Deutliches Ost-West-Gefälle
"Dass sich Deutschland weltweit so stark positioniert, ist ein positives Zeichen. Die Chancen, die in der Internetpräsenz liegen, sollten auch in den neuen Bundesländern stärker genutzt werden", kommentierte Prof. Dr. Scheer die vorliegenden Zahlen. Die Unterschiede zu den alten Bundesländern sind teils erheblich: Ende 2007 kamen in Hessen und Bayern auf tausend Einwohner knapp 150 Internetadressen, fast drei Mal so viele wie in Mecklenburg-Vorpommern mit 65 und Sachsen-Anhalt mit 54 Web-Adressen.

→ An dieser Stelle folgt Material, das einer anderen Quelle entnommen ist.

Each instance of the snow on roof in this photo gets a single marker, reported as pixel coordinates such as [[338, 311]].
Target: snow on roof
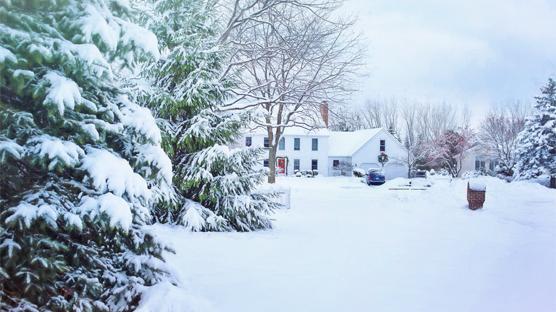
[[293, 131], [347, 143]]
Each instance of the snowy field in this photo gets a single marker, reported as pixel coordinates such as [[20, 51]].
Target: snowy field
[[344, 246]]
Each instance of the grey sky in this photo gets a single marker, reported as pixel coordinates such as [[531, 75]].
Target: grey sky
[[469, 52]]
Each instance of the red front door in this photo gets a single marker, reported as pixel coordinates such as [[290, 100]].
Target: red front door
[[281, 168]]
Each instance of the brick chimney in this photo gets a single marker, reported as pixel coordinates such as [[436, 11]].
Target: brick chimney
[[324, 112]]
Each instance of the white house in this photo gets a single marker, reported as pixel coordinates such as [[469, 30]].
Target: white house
[[480, 160], [333, 153], [362, 148]]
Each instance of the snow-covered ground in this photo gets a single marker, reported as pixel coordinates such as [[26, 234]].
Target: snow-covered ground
[[344, 246]]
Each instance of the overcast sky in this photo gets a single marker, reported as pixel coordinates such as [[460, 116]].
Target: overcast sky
[[469, 52]]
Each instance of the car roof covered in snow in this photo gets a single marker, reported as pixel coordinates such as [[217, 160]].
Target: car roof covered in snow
[[347, 143]]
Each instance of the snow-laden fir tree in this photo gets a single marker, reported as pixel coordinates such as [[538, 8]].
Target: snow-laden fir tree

Schlusslicht Ostdeutschland: Alle fünf Internethochburgen liegen in den alten Bundesländern. Bild: BITKOM
Sieben Prozent aller .de-Adresse im Ausland registriert
Allgemein scheint der Trend zur eigenen Website seit Ende der neunziger Jahre jedoch ungebrochen zu sein: Das am häufigsten weltweit verwendete Kürzel ist mit 75 Millionen registrierten Domains weiterhin die .com-Adresse, doch schon an zweiter Stelle folgt mit derzeit 12 Millionen Domains die Endung .de. Nicht alle davon wurden von Deutschland aus beantragt, rund sieben Prozent der .de-Adressen wurden im Ausland registriert, vor allem in der Schweiz, den USA und den Vereinigten Arabischen Emiraten. In Deutschland selbst haben sich einige wenige Städte zu rechten Internethochburgen entwickelt. In der Universitätsstadt Regensburg beispielweise kommen auf tausend Einwohner 380 Webadressen. In München sind es 317, in Nürnberg 298 und in Frankfurt am Main 296.